Apesar de estar apenas em seu terceiro trabalho na direção,
Bollaín tem mais de vinte anos de carreira como
atriz, e isto certamente faz diferença da forma
como ela conduz seus atores. Tosar já havia marcado
presença por exemplo em Segunda-Feira ao Sol
e constrói Antônio de forma a ressaltar
a fragilidade de sua personagem, mesmo em seus momentos
de maior explosão. E Laia Marull é uma
surpreendente revelação que faz de Pilar
uma flor murcha que vai sutil e gradativamente desabrochando,
revelando uma beleza a princípio insuspeita.

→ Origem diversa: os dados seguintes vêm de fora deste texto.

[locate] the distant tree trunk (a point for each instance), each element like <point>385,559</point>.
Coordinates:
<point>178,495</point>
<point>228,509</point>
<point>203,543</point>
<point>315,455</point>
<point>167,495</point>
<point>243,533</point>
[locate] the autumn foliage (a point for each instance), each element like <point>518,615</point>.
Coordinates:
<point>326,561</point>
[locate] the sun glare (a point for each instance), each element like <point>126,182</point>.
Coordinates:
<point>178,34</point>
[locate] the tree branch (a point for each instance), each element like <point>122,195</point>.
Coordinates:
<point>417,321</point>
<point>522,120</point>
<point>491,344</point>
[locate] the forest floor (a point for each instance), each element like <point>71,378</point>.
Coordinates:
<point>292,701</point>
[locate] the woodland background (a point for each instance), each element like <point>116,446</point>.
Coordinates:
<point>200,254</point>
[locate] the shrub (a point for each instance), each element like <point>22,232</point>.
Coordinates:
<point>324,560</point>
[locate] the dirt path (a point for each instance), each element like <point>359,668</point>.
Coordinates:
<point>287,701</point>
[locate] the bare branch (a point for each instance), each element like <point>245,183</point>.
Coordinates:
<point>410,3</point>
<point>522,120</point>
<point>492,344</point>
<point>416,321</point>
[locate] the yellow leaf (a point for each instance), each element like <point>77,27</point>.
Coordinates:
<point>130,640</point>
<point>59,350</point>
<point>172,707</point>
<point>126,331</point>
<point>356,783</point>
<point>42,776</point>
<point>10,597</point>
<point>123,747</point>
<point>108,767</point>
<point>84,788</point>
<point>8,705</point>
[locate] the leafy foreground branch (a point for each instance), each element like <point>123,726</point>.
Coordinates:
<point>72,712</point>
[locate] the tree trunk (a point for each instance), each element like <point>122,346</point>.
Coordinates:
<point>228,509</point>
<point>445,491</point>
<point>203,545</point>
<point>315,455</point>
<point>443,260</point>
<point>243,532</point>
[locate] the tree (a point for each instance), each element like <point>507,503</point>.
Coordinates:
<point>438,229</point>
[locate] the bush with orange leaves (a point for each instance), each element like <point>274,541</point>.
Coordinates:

Atuações mais que exemplares, que em vários
momentos justificam o filme em si sós.
Mas, se acerta na direção de atores e
na construção de roteiro e personagens,
Bollaín deixa bastante a desejar no que tange
aos demais aspectos da direção. Sim, o
tema pede realismo, mas a mise en scene acaba
por não superar um excessivo naturalismo, que
impede que o filme ultrapasse os limites da simples
correção eficiente. A diretora deixa evidente,
com esse naturalismo, uma certa influência de
Ken Loach (com quem trabalhara em Terra e Liberdade),
só que evitando, felizmente, o maniqueísmo
pseudo-politizante deste. Por esta razão, Leve
Meus Olhos acaba, ao fim das contas, por se impor
como um filme digno, ainda que pouco memorável.
Gilberto Silva Jr.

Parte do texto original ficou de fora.